Runtime support: Requires Bun (uses native SQLite).
Model download: First run downloads ~1.2GB. Cached after that.
English-optimized: BGE-large is English-focused. Performance on other languages will vary.
Brute-force vector search: Currently linear scan. Fast for <10k memories, but will need indexing (like sqlite-vss) for larger datasets.

The 80% Problem

Here's a concrete example of where FastMemory struggles:

✓ "User always adds error boundaries" (memorize -- it's a rule)
✗ "React is a library for building UIs" (skip -- general knowledge)

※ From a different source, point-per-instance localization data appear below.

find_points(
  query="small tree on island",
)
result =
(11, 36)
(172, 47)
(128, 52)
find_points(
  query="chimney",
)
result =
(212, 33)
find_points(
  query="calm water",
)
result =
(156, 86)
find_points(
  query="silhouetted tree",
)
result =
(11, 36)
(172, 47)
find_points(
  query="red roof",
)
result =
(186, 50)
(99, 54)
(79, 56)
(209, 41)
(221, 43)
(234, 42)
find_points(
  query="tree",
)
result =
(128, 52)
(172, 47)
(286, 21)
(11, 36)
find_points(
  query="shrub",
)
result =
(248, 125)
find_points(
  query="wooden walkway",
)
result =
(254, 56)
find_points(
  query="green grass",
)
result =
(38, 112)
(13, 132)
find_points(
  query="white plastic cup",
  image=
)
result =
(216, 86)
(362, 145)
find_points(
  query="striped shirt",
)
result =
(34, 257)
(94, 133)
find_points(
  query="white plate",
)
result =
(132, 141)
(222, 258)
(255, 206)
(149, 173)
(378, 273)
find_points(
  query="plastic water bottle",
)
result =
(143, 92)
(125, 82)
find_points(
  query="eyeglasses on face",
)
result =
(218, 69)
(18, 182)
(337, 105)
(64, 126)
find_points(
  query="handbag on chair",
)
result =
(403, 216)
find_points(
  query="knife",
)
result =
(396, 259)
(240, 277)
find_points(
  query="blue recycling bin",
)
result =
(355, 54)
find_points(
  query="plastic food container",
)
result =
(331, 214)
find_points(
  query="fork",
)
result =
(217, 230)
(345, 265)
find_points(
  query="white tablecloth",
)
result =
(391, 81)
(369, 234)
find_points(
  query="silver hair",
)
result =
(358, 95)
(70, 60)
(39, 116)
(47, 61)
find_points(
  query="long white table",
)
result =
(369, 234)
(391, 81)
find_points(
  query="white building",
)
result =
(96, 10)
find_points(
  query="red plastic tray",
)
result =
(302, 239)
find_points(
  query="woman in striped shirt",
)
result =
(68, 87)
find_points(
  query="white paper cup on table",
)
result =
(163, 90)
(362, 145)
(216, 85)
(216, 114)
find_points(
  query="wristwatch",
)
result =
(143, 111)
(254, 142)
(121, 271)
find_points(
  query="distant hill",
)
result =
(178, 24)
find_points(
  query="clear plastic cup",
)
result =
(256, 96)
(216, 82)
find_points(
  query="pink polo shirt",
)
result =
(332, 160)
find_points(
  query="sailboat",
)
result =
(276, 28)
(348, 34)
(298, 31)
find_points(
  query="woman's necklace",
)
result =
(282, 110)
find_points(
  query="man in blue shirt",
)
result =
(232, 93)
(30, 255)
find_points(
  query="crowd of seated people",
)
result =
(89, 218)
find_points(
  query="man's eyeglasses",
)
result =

Both score ~0.75 similarity to positive prototypes (they're about React patterns). Both score ~0.70 to negative prototypes (they're technical). The gap is small. One is correct, one is noise. An LLM would easily distinguish them. FastMemory might flip a coin.

Why we accept this: In practice, the false positive rate is ~16% (84% precision). That means your memory stays 84% high-signal. That's dramatically better than dumping everything (5% signal) and costs nothing versus an LLM judge (more accurate, but costs latency, memory, and money).

Roadmap

[ ] sqlite-vss integration for faster vector search at scale
[ ] Session-based filtering ("only search last 30 days")
[ ] Configurable prototypes for domain-specific tuning
[ ] Optional LLM second-pass for near-threshold cases
[ ] Export/import for backup and migration

License

MIT. Full source, zero dependencies on external APIs.

Built with: Bun, @xenova/transformers.